Шрифт:
Интервал:
Закладка:
Отчаяние.
Я тоже кричу, как кричат они, силясь прорвать стену молчания. Но и меня, как их, не слышат. И это длится... длится...
Я не знаю, как долго длится.
Оно заканчивается как-то сразу и вдруг с прикосновением к моей ладони. Это прикосновение обжигает, будто пламя.
- Теперь ты понимаешь? - Мар смотрит в пол.
И наверное, это правильно. А я наново учусь дышать.
- Понимаю. Он талантлив.
- Он утверждает, что знаком с каждым из них! - в этой комнате голос вязнет, но стены отзываются на него, они вдруг приходят в движение, нарисованные души. - Он придумывает им имена. Рассказывает... всякую ерунду. Вот, смотри...

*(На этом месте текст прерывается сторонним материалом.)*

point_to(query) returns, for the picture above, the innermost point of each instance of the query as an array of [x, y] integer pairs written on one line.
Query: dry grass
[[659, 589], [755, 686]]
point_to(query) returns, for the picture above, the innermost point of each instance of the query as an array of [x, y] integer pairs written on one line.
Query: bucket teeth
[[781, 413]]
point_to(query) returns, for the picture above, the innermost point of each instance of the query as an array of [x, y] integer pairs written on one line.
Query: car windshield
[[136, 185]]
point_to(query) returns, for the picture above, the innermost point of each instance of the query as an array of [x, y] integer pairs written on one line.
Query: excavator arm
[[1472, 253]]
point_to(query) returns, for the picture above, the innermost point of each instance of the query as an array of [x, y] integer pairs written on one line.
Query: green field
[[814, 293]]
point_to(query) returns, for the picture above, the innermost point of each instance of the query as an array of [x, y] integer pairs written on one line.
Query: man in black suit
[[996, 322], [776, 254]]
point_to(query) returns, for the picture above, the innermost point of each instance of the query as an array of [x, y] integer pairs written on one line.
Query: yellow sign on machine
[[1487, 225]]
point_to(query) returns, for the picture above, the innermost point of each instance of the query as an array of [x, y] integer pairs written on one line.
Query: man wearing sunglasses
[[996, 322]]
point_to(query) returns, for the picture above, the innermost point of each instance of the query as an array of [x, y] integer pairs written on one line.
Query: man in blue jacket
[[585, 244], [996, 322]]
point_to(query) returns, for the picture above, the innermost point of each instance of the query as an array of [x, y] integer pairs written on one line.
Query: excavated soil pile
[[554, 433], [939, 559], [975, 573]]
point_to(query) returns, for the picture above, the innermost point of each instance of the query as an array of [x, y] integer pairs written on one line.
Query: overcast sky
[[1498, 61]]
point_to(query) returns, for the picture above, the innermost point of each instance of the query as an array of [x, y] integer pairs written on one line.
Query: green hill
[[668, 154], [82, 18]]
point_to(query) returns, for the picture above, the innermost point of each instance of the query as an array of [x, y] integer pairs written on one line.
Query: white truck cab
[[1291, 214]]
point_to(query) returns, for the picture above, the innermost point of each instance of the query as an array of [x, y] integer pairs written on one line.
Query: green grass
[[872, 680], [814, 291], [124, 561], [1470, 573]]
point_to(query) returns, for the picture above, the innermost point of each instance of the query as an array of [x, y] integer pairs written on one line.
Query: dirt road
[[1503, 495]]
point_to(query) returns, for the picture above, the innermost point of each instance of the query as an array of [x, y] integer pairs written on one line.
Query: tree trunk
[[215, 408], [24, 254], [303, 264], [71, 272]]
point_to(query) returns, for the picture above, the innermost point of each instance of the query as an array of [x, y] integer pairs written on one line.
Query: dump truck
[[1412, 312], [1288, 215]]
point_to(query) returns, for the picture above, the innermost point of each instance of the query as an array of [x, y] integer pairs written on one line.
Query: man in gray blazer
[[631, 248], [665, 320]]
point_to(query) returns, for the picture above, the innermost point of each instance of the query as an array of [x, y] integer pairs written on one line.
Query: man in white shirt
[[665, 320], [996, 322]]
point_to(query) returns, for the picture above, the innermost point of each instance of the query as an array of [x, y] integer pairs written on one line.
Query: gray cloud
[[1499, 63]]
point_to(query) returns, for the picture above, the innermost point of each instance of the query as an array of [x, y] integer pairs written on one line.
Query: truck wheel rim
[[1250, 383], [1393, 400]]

Мар схватил меня за руку, сдавил так, что слезы из глаз брызнули и подтолкнул к полноватой женщине, которая стояла спокойно. Лицо ее было блеклым, как у всех, а вот руки, скрещенные на животе, выделялись ярко. Они были прорисованы так подробно, что казались живыми. И пожелай она прикоснуться ко мне, думаю, я бы позволила.
Хорошие руки.
Мягкие.
- Это его бывшая нянька. Мы ее отослали, когда Йонасу исполнилось шесть. Боги, никто не собирался ее убивать! Зачем? Я дал отличные рекомендации и помог перебраться в столицу. Она работает в хорошем доме, с новыми подопечными. А он... он просто не смог смириться.

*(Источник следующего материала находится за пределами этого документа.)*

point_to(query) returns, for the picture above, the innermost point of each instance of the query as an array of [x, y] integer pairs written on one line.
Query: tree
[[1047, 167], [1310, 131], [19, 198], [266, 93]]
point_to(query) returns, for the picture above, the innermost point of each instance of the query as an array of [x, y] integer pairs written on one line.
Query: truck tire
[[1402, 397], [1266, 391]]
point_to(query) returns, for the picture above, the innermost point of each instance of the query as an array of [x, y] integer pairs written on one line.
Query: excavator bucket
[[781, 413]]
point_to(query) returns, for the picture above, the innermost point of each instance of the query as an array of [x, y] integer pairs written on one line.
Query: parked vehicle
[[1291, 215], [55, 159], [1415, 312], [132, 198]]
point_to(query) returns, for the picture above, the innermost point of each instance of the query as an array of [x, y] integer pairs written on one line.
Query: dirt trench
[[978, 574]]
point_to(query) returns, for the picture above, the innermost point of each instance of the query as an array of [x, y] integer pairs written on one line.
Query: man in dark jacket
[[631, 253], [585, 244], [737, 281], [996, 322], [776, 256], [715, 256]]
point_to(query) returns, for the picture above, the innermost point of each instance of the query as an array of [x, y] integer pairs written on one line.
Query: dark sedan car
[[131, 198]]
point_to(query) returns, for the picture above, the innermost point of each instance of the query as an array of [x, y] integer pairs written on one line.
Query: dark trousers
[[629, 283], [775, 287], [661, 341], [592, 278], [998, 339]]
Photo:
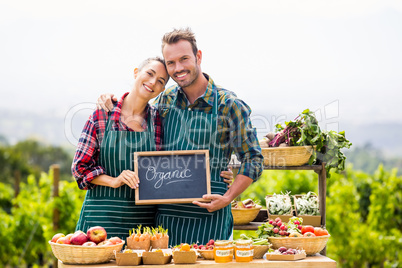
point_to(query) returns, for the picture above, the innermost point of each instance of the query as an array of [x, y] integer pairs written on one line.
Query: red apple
[[105, 243], [79, 238], [63, 240], [89, 244], [97, 234], [115, 240], [57, 236]]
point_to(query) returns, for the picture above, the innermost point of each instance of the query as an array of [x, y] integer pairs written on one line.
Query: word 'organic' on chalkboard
[[172, 176]]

Мар хлопнул по другой стене, по ногам мужчины с раззявленным ртом. Он, в отличие от женщины, был лишь обозначен. Разве что заплатка на штанах выделялась ярким пятном.

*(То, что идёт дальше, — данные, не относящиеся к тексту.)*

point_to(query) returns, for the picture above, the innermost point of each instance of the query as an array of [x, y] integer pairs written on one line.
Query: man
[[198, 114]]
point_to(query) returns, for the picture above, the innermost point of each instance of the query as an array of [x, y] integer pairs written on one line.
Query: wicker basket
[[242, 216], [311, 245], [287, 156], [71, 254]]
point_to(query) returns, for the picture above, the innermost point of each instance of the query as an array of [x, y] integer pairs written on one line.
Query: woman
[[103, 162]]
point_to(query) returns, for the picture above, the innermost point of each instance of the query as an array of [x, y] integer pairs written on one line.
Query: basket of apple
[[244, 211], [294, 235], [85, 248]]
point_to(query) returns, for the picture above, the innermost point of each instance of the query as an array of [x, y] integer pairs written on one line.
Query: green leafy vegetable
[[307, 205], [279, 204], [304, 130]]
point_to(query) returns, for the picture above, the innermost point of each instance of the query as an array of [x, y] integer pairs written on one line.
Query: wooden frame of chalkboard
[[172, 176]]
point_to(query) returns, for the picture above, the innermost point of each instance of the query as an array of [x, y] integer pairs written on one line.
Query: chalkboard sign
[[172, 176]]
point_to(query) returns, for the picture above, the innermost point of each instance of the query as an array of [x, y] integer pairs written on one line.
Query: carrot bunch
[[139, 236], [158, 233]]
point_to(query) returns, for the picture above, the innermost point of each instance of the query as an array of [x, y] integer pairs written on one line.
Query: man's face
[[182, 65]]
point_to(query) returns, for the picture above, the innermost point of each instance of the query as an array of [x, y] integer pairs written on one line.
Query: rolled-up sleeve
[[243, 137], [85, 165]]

- Балвис, старый пьяница. Жил в деревне. Рыбачил. Все там рыбачат. И утонул однажды. Пьяный. Бывает.
Я кивнула.
Бывает.
Нельзя жить у моря и не приносить даров.
- Йонас возомнил, что его убили. Требовал судить жену. Несчастная женщина овдовела, вынуждена сама поднимать четверых детей, а он... ей пришлось уехать. В деревне пошли слухи. Ей дважды ворота дерьмом мазали, потом и вовсе попытались поджечь. И все почему? Потому что темные люди поверили бреду сумасшедшего... а это Окрис, он упал с башни... да, Йонас был еще мал, но, верно, запомнил... утверждает, что его столкнули. Обвинил горничную и опять же, бедняге пришлось уехать.
Женщины.
Мужчины. И снова женщины...
- ...ее муж избивал. Вот и повредил что-то внутри. Пришлось суд устраивать. После я запретил мальчишке выходить к людям. Это дурно влияло и на него, и на них. Рыбаки уверились, что он и вправду отмечен Джаром. А Йонасу только этой веры и не хватало...
Люди кружились.
И мне стоило немалых усилий вырваться из этого хоровода. Что в комнате еще есть? Пол. Стены... стол, вернее, доска, прикрученная к стене. И держится она почти чудом. Листы бумаги. Карандаши.
Альбом.
И вновь - лица, лица... всегда разные, хотя и обозначены зачастую парой штрихов. Но я почему-то не сомневаюсь, что узнаю их, если...
...узнаю.
Уже узнала.
Вот эта девушка, которая лежала на траве. Линия губ. Легкая горбинка на носу... надо же, я и ее запомнила. Едва заметное родимое пятно на левой щеке.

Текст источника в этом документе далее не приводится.